Zira o kadar komik gerekçelerle şarkı, sözünden dolayı “yasaklandı” ki bugün bile hatırladıkça komiğime gidiyor.

Maazallah bugün o “sansür kurulu” hala daha görev yapıyor olsaydı inanın TRT’de hiçbir müzik programı yapılamazdı…

Elbette o dönemde sanatçılar bu “sansür kurulundan” çok çekti. Ancak en çok mağdur olan sançtı da Şenay oldu.

Neredeyse bütün şarkıları “sansür kuruluna” takıldı ve o dönem hiçbir eseri TRT’de yayınlanmadı.

“Sev kardeşim” dedi, altında çapanoğlu arandı, “hayat bayram olsa” gibi bugün bile zevkle dinlenen bir eser yaptı yine de “sansür” duvarını aşamadı.

Nihayet “yasakçı” zihniyete tepki olarak “honki ponki toni nok” isimli bir şarkı yaptı “sansür kurulundan” geçip TRT’de yayınlandı…

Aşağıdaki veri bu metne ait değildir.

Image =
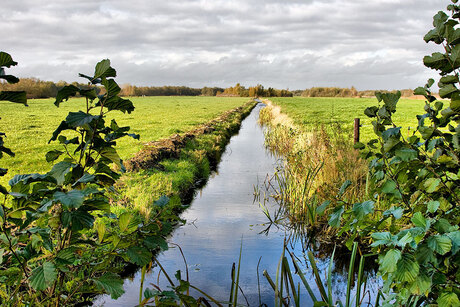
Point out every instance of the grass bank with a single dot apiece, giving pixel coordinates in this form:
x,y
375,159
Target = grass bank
x,y
28,129
175,166
317,164
311,112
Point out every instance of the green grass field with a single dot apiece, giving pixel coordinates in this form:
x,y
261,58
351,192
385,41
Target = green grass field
x,y
28,129
311,112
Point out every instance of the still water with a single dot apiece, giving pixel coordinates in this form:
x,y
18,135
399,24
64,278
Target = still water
x,y
222,217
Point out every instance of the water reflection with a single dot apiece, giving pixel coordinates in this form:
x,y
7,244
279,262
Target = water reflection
x,y
223,216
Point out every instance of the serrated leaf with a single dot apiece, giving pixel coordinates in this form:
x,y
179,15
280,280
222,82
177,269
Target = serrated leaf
x,y
407,269
53,155
431,185
419,220
111,283
59,171
139,255
363,209
78,220
406,154
111,154
433,206
43,276
120,104
6,60
396,212
406,239
448,299
381,238
344,187
371,111
79,119
124,220
65,93
447,90
441,244
62,126
103,70
72,199
154,242
162,201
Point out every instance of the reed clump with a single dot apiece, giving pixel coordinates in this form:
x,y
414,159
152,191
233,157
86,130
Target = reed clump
x,y
317,162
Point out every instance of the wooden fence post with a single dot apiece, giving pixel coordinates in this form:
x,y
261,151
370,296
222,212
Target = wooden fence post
x,y
356,135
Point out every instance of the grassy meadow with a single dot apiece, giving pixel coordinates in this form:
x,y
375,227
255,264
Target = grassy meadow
x,y
28,129
310,112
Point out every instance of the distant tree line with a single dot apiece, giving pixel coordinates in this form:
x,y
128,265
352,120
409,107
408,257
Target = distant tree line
x,y
45,89
346,92
255,91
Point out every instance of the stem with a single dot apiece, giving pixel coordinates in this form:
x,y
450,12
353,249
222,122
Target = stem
x,y
10,245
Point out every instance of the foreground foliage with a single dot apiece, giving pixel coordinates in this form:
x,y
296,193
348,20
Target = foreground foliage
x,y
59,240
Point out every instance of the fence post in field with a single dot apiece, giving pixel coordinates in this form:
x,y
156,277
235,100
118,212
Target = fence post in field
x,y
356,134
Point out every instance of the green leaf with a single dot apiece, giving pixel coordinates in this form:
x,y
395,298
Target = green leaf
x,y
396,212
389,261
334,218
433,206
111,283
440,244
437,61
419,220
43,276
124,220
111,154
85,178
53,155
78,220
407,269
65,93
455,238
447,90
162,201
72,199
139,255
406,239
62,126
59,171
363,209
111,87
320,209
14,96
371,111
381,238
120,104
406,154
103,70
448,299
6,60
78,119
344,187
431,185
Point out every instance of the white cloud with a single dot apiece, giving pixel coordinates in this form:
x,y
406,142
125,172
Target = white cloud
x,y
295,44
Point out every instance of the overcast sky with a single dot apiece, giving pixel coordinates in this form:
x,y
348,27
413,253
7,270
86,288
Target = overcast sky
x,y
369,44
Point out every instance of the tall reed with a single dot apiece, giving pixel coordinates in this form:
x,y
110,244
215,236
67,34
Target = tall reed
x,y
317,162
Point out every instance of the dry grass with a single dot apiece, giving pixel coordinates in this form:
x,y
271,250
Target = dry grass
x,y
317,163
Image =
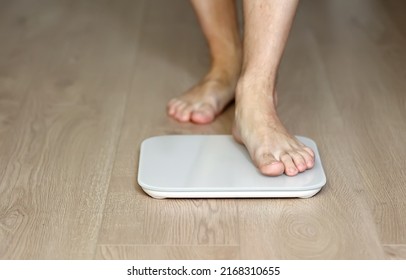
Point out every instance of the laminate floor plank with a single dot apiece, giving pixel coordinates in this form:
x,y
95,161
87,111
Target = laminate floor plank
x,y
369,60
123,252
58,150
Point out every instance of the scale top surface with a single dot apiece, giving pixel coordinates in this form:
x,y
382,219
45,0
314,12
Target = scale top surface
x,y
214,163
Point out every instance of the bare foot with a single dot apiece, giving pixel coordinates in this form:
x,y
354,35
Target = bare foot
x,y
203,102
273,150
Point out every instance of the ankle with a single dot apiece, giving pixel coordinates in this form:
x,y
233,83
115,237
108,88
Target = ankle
x,y
250,86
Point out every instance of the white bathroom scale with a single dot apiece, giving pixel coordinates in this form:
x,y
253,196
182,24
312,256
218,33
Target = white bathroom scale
x,y
215,166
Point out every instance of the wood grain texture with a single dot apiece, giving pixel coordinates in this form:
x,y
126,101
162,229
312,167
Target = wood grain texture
x,y
58,147
83,83
395,252
124,252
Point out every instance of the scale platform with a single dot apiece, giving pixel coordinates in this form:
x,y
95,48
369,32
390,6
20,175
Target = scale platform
x,y
215,166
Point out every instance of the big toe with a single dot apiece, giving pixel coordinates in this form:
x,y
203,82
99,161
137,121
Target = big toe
x,y
204,114
269,166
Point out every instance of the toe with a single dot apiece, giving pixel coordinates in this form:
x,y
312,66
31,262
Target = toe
x,y
299,161
204,114
290,167
308,158
269,166
173,106
185,114
180,109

Aslında şarkının içeriğinde anlaya bileceğimiz hiçbir şey yoktu. Anlamsız, manasız ifadelerle yapılmış bir şarkı oldu.

Zaten kendisi de şarkının anlaşılan bölümünde “Hiçbir anlamı yok bu sözlerin. Sadece rahatlamak için söyledim” diye tepkisini dile getirdi.

Sonra da “Demedim, demedim. Bir şey demedim. Sadece rahatlamak için söyledim. Sende mi öğrendin. Aferin” deyip şarkısını bitirmişti…

Biliyorum, şimdi durup dururken bu da aklıma nereden geldi ve konuyu nereye bağlayacağımı merak ediyorsanız.

Bu konuyla ilgili geçtiğimiz aylarda bir belgesel izlemiştim. Zaten o dönemi yaşamış biri olarak az çok konuyla alakalı bilgim de vardı.

Neticede bu olayı gazetecilik ve köşe yazarlığıyla eşleştirdim. Sonra da Şenay’a yerden göğe kadar hak verdim…

Gazeteci ve köşe yazarları olarak her gün bir yazı yazıp haber yapıyoruz. Kendi adıma bu haber ve yazılar genellikle Sakarya ile ilgili ve siyasi oluyor.

Sonuçta ne yazsak mutlaka birileri “sansür kurulu” gibi karşımıza dikiliyor; “vay nasıl yazarsın, nasıl edersin, bu haberi neden yaptın” diye tehdidin bini bir para.

Tabi zihniyet aynı olunca bunun adına siz ister “sansür kurulu” deyin isterse “tahammülsüzlük” deyin benim için ikisi de aynı kapıya çıkar.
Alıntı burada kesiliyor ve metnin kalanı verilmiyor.